Here, you're subverting the FileHandle object: you've taken away its
FileHandle-blessedness, and not done anything to compensate. In
particular, you have no @ISA. Note also that the second argument to
bless is redundant, and furthermore this is bad OO practice: Leak cannot
be subclassed the way you've written it.

Maybe you've not been banging your forehead with the textbook for long
enough :-)

>     my %retval;
>     tie %retval, "Leak", $self;
>     return bless \%retval, "Leak";

Hmm... and now you're making Leak be two different things: the
FileHandle-that-was and a reference to the tied hash. ???

> }

> sub DESTROY {
>     my $self = tied(%{$_[0]});
>     $self->DESTROY;

This doesn't do any good, since $self is now a 'Leak', not a
FileHandle.

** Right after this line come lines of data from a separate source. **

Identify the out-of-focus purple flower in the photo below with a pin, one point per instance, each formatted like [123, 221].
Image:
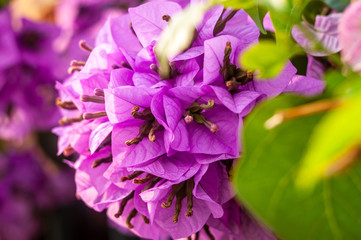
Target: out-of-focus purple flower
[156, 153]
[26, 78]
[234, 224]
[27, 188]
[321, 39]
[349, 34]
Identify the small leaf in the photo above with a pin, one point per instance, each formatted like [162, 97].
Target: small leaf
[265, 180]
[237, 4]
[336, 136]
[338, 5]
[266, 57]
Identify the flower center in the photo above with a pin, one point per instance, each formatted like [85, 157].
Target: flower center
[194, 113]
[148, 128]
[233, 76]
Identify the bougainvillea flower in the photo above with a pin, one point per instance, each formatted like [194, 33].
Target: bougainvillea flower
[324, 32]
[156, 151]
[349, 34]
[26, 189]
[30, 64]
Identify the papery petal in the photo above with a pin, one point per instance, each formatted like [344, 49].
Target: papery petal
[147, 19]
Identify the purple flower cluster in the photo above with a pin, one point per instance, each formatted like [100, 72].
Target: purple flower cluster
[157, 153]
[27, 74]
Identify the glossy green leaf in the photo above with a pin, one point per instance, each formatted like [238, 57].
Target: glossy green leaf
[265, 181]
[237, 4]
[338, 5]
[333, 139]
[265, 57]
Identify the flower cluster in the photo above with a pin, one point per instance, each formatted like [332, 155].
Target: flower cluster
[157, 153]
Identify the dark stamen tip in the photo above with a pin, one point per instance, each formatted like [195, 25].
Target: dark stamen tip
[146, 220]
[75, 63]
[189, 213]
[154, 68]
[123, 179]
[166, 18]
[188, 119]
[99, 92]
[166, 204]
[151, 137]
[214, 128]
[72, 69]
[91, 116]
[94, 99]
[135, 111]
[84, 46]
[126, 65]
[68, 151]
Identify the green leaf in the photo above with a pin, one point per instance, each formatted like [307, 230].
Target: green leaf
[334, 138]
[257, 13]
[237, 4]
[265, 181]
[266, 57]
[3, 3]
[338, 5]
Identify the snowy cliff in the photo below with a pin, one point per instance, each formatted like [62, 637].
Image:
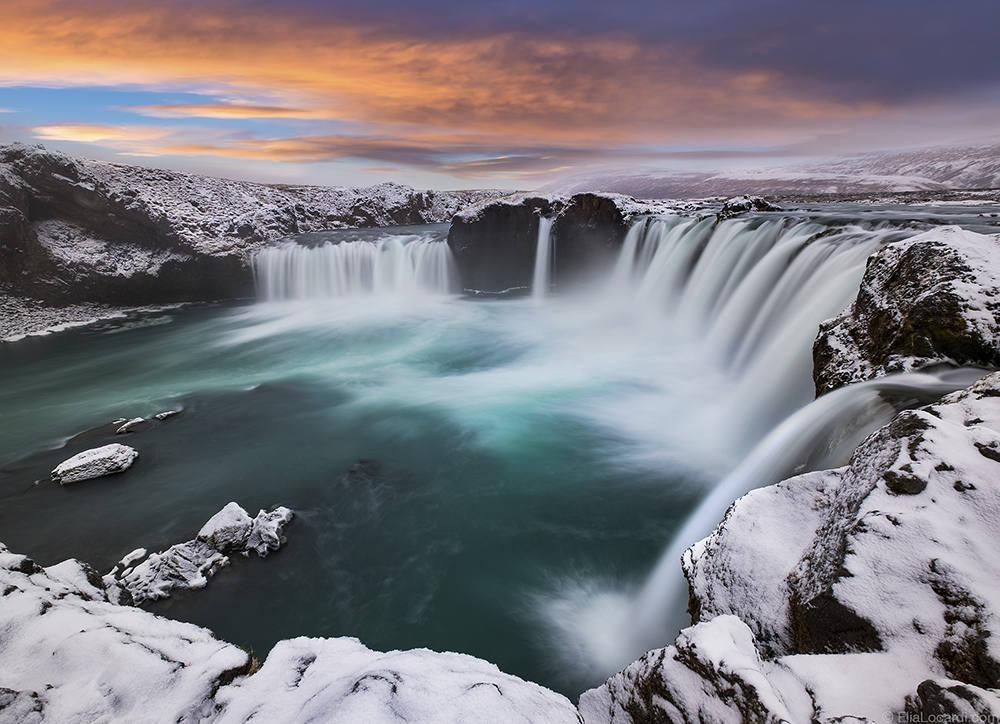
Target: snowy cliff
[87, 231]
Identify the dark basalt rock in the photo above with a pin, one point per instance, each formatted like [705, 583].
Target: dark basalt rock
[824, 625]
[494, 242]
[494, 247]
[914, 310]
[75, 231]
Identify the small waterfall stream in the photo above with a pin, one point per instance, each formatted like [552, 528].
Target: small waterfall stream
[750, 294]
[543, 260]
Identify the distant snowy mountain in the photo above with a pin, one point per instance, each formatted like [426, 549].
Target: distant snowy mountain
[935, 169]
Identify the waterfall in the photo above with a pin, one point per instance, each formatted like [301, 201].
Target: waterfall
[749, 294]
[543, 260]
[408, 265]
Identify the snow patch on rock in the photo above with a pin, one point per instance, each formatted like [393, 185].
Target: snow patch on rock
[95, 463]
[340, 680]
[69, 655]
[932, 298]
[867, 592]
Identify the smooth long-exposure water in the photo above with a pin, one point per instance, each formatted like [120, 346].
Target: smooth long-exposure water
[470, 475]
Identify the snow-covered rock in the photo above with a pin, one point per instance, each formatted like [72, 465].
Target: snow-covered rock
[869, 592]
[95, 463]
[186, 565]
[68, 655]
[712, 673]
[227, 530]
[933, 297]
[340, 680]
[191, 564]
[739, 205]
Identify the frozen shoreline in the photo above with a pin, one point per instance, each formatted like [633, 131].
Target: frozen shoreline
[22, 317]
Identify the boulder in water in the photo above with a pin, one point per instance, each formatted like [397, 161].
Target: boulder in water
[739, 205]
[266, 531]
[836, 595]
[95, 463]
[189, 565]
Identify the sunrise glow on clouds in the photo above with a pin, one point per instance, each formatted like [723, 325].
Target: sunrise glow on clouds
[505, 94]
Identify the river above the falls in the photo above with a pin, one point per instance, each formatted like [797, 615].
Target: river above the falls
[459, 468]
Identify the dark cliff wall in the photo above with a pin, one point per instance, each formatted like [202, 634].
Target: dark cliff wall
[494, 242]
[84, 231]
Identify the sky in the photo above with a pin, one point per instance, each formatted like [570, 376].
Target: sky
[502, 94]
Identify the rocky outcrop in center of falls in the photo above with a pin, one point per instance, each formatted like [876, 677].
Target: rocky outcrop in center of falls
[494, 241]
[861, 593]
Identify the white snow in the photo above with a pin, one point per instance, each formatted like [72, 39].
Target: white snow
[265, 534]
[95, 463]
[191, 564]
[341, 681]
[227, 530]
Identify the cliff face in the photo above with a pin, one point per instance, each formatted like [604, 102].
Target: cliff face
[932, 298]
[868, 592]
[494, 241]
[85, 231]
[862, 592]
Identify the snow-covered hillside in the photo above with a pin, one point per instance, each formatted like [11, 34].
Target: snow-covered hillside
[929, 170]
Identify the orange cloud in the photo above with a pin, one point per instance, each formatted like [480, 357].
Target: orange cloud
[95, 133]
[405, 98]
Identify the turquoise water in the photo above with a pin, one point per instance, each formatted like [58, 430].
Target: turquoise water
[521, 448]
[519, 465]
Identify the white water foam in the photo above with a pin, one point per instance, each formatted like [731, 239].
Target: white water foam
[748, 295]
[540, 281]
[400, 265]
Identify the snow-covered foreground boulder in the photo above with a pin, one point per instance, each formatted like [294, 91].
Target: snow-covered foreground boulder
[95, 463]
[931, 298]
[863, 593]
[68, 655]
[341, 681]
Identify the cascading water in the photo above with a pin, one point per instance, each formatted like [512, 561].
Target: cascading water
[751, 295]
[543, 260]
[393, 264]
[533, 457]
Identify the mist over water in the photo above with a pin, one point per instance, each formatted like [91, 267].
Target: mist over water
[526, 462]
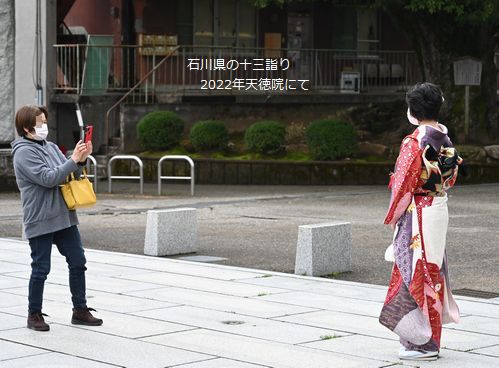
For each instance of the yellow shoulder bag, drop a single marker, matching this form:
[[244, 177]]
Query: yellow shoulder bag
[[78, 193]]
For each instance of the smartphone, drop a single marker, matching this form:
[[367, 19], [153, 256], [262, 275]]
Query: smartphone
[[88, 133]]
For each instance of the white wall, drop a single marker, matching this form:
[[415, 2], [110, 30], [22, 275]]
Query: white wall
[[25, 25], [6, 71]]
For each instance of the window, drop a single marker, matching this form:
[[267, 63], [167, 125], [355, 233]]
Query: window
[[224, 23]]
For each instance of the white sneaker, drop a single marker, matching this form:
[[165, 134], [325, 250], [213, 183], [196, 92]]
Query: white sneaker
[[417, 355]]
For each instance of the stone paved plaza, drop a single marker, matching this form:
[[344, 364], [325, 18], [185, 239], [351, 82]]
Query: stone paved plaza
[[171, 313]]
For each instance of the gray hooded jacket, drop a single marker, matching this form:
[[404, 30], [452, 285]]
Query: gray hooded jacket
[[39, 169]]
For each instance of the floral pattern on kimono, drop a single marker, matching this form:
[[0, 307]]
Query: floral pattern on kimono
[[419, 299]]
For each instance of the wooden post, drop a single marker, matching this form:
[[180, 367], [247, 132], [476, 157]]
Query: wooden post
[[466, 113]]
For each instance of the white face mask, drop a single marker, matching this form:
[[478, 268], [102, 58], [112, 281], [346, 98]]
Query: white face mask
[[411, 118], [41, 133]]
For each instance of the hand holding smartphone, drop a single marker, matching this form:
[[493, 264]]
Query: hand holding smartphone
[[88, 133]]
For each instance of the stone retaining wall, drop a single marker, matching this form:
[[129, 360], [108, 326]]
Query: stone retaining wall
[[238, 172]]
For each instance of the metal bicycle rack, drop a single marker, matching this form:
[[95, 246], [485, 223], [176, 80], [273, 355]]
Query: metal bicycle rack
[[94, 175], [176, 157], [124, 177]]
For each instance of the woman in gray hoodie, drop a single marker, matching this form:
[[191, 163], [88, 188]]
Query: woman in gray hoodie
[[40, 167]]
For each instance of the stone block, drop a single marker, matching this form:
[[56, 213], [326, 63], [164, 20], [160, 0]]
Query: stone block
[[171, 232], [324, 249]]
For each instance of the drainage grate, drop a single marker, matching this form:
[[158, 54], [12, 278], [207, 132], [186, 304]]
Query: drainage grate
[[476, 293]]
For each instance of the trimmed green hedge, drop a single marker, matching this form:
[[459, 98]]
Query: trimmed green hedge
[[210, 134], [265, 137], [331, 139], [160, 130]]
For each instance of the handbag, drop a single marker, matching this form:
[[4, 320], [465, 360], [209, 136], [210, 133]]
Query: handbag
[[78, 193]]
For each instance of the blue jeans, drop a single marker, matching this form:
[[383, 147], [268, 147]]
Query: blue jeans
[[68, 243]]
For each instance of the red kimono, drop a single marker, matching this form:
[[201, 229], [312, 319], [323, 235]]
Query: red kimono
[[419, 298]]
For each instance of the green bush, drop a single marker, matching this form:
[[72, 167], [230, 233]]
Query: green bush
[[331, 139], [210, 134], [160, 130], [265, 137]]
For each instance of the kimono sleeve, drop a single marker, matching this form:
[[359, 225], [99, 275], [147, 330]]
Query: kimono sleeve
[[405, 179]]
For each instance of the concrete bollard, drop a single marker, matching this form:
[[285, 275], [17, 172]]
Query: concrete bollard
[[171, 232], [323, 249]]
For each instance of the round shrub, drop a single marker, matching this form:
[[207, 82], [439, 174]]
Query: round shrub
[[265, 137], [210, 134], [331, 139], [160, 130]]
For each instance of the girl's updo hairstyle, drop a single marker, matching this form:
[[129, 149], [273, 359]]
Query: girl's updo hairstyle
[[424, 101]]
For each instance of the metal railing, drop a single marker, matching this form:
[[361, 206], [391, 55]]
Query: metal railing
[[126, 177], [176, 157], [129, 64], [132, 92]]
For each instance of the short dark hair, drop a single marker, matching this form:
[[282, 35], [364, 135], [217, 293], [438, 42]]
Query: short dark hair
[[424, 101], [44, 110], [26, 119]]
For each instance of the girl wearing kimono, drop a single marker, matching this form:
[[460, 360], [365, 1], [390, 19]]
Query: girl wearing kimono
[[419, 298]]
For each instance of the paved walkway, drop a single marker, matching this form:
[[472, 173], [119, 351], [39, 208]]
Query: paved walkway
[[172, 313]]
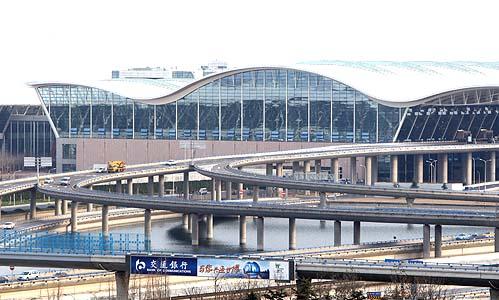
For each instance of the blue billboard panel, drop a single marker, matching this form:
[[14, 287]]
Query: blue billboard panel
[[185, 266]]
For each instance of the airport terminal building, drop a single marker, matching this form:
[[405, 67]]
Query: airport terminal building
[[151, 116]]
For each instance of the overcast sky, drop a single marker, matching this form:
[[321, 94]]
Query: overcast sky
[[78, 40]]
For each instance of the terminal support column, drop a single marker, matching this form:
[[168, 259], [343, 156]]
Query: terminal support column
[[443, 168], [426, 241], [492, 167], [242, 230], [368, 170], [337, 233], [394, 170], [161, 185], [467, 168], [260, 234], [353, 169], [195, 229], [438, 240], [74, 216], [356, 232], [32, 204], [147, 229], [105, 220], [122, 284], [335, 169], [292, 233]]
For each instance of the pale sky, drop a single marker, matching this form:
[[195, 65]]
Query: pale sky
[[81, 40]]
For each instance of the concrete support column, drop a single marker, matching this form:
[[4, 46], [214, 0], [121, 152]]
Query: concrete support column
[[186, 185], [306, 171], [161, 185], [260, 234], [394, 169], [467, 168], [438, 240], [147, 229], [255, 193], [195, 229], [150, 186], [129, 186], [353, 169], [74, 216], [32, 204], [57, 204], [443, 168], [368, 170], [122, 284], [218, 187], [105, 220], [418, 169], [292, 233], [496, 239], [242, 230], [492, 167], [337, 233], [64, 207], [209, 227], [335, 169], [228, 189], [426, 241], [356, 232]]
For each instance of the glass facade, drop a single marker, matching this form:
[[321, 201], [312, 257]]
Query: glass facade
[[265, 105]]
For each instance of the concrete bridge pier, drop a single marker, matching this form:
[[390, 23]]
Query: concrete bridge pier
[[438, 240], [195, 230], [242, 230], [394, 170], [356, 232], [161, 185], [209, 227], [147, 229], [57, 203], [64, 207], [306, 171], [74, 216], [150, 186], [467, 168], [426, 241], [335, 169], [129, 186], [260, 237], [228, 190], [353, 169], [322, 204], [292, 233], [105, 221], [122, 284], [337, 233], [119, 187], [32, 204]]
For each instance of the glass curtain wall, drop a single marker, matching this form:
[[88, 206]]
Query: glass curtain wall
[[272, 104]]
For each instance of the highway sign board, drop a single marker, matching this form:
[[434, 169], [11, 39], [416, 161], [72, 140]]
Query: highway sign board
[[212, 267]]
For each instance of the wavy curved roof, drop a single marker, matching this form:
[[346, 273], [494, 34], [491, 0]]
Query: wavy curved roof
[[398, 84]]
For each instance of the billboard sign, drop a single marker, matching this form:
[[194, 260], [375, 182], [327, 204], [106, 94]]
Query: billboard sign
[[213, 267]]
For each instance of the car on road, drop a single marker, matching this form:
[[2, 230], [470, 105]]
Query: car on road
[[48, 180], [65, 181], [8, 225], [170, 162], [28, 275]]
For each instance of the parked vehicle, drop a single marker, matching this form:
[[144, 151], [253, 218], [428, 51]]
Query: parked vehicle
[[65, 181], [28, 275], [115, 166]]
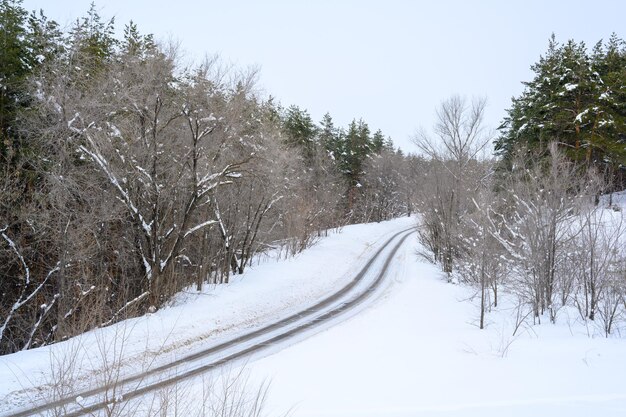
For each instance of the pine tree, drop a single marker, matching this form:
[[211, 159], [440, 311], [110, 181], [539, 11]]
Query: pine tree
[[573, 100], [300, 131], [16, 62]]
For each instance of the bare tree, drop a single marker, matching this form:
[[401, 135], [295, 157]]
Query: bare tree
[[455, 172]]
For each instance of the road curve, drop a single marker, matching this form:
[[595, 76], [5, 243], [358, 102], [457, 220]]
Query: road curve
[[278, 331]]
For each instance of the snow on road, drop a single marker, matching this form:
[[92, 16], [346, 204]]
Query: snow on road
[[414, 349], [264, 294], [417, 351]]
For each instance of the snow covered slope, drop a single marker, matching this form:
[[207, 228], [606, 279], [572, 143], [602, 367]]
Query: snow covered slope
[[264, 294], [418, 352]]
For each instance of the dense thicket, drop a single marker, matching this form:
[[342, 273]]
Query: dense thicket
[[127, 177], [576, 99], [533, 219]]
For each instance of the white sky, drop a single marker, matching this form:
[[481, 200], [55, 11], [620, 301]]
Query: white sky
[[390, 62]]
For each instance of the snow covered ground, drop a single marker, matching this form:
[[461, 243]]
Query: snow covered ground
[[414, 349], [266, 293], [418, 351]]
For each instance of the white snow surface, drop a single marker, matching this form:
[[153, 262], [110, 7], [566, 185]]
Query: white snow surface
[[417, 351], [413, 349], [267, 292]]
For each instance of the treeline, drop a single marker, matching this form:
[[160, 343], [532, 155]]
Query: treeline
[[537, 218], [127, 176]]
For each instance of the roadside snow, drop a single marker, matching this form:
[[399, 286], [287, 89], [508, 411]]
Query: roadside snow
[[418, 352], [264, 294]]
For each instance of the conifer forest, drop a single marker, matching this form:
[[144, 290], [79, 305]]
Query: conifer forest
[[128, 174]]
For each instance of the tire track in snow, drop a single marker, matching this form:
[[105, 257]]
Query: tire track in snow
[[322, 312]]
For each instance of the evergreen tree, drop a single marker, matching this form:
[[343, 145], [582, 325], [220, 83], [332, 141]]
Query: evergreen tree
[[16, 61], [300, 131], [574, 99]]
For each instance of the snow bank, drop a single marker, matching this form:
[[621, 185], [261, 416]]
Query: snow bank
[[419, 352], [265, 293]]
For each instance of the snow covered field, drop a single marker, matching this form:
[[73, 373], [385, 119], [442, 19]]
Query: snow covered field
[[265, 294], [415, 349]]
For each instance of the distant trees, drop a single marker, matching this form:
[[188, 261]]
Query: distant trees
[[455, 172], [575, 99], [534, 220], [127, 177]]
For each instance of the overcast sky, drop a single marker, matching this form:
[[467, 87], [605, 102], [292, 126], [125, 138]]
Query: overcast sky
[[389, 62]]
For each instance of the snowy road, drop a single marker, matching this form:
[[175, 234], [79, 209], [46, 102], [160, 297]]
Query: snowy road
[[299, 325]]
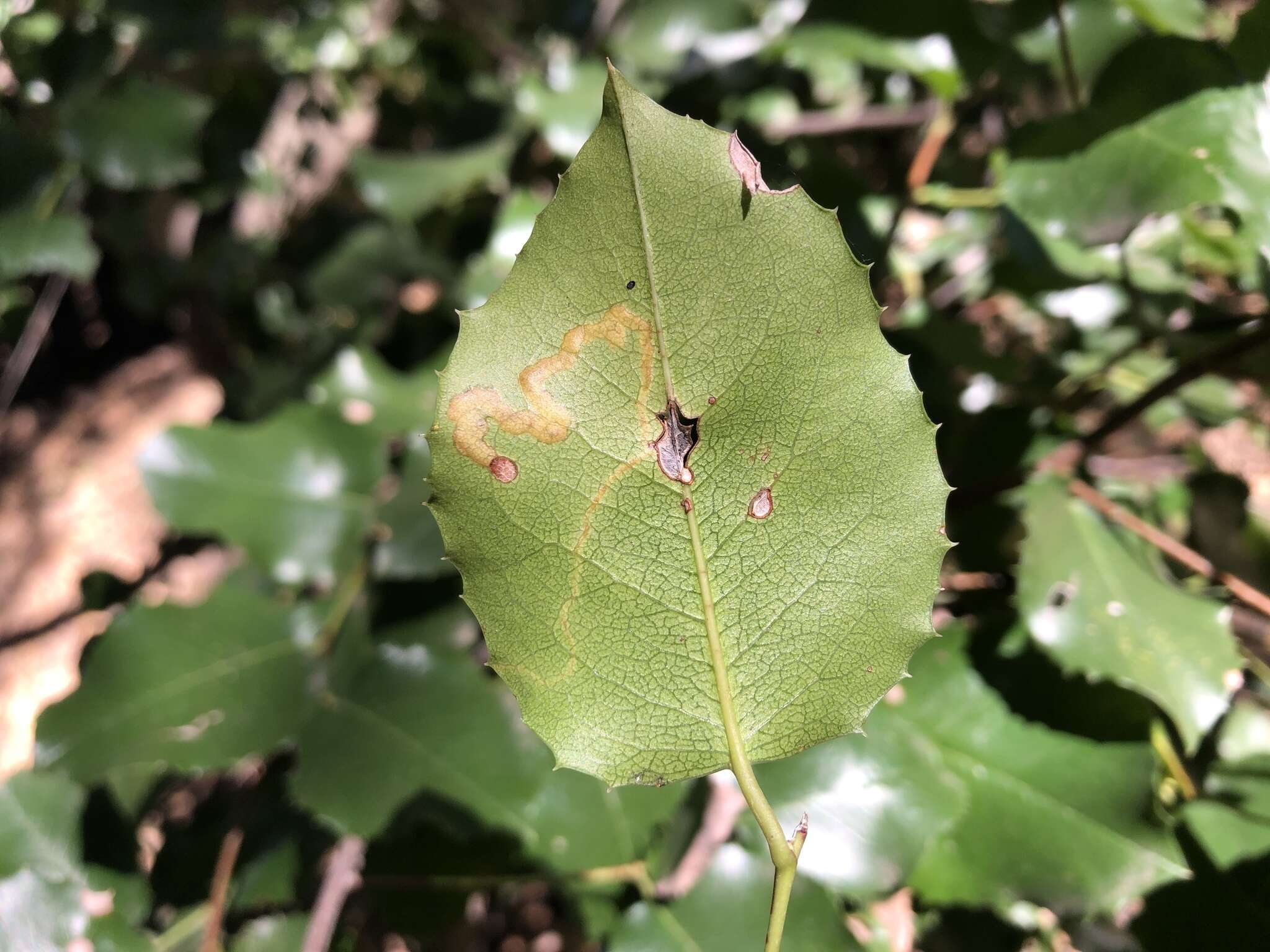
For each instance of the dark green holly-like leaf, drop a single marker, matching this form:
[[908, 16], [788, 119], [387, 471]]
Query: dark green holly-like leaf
[[184, 689], [1098, 611], [362, 389], [448, 729], [58, 244], [404, 187], [294, 490], [670, 304], [143, 135], [1204, 150], [47, 895], [1052, 818], [727, 910], [272, 933], [874, 803]]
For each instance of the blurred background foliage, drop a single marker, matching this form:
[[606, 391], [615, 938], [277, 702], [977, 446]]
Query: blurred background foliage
[[233, 239]]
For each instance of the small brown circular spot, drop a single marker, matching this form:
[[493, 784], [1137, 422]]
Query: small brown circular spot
[[505, 470], [761, 506]]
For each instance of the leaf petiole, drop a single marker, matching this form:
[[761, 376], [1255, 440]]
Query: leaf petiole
[[784, 852]]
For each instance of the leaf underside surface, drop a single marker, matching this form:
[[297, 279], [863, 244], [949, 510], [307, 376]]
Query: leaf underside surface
[[664, 272]]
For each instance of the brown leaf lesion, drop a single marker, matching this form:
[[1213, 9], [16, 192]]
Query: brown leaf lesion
[[680, 437], [544, 416]]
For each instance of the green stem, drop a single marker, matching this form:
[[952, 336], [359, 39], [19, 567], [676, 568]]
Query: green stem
[[784, 852], [950, 197], [1169, 756], [345, 601]]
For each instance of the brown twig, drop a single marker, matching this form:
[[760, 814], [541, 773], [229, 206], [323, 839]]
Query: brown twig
[[1179, 379], [1170, 546], [828, 122], [929, 151], [225, 861], [1065, 45], [32, 339], [246, 777], [718, 821], [343, 875]]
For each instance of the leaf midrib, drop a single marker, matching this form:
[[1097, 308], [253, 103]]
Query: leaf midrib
[[733, 738]]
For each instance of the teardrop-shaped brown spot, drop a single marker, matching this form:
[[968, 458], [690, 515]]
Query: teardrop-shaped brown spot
[[761, 506], [505, 470]]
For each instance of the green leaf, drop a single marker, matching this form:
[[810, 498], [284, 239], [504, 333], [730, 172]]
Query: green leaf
[[1232, 819], [47, 895], [1183, 18], [366, 268], [1232, 822], [404, 187], [817, 494], [1245, 731], [512, 227], [1098, 611], [451, 730], [272, 933], [727, 910], [582, 826], [873, 804], [1204, 150], [184, 689], [1095, 31], [143, 135], [294, 490], [363, 389], [564, 106], [413, 547], [827, 52], [658, 36], [59, 244], [1052, 818]]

I've not worked out why it doesn't bitch and moan more.
Anyhow, it's not serving any useful purpose, and confuses the hell out
of me.

Remove the DESTROY completely and your leak disappears. The usual rule
is that you don't need a DESTROY, unless it's reclaiming some specific
resource like a lock - which this isn't. If you use the OO-versions of
the IO system, they will clean themselves up automatically - but you
must let them run a DESTROY if they want to. 

In older versions of Perl, your subversive re-blessing of the FileHandle
object would have caused a leak because 'new FileHandle' would have
filled up the symbol tables with junk, but Perl now defends itself
against this sort of abuse (and ungensym is a no-op).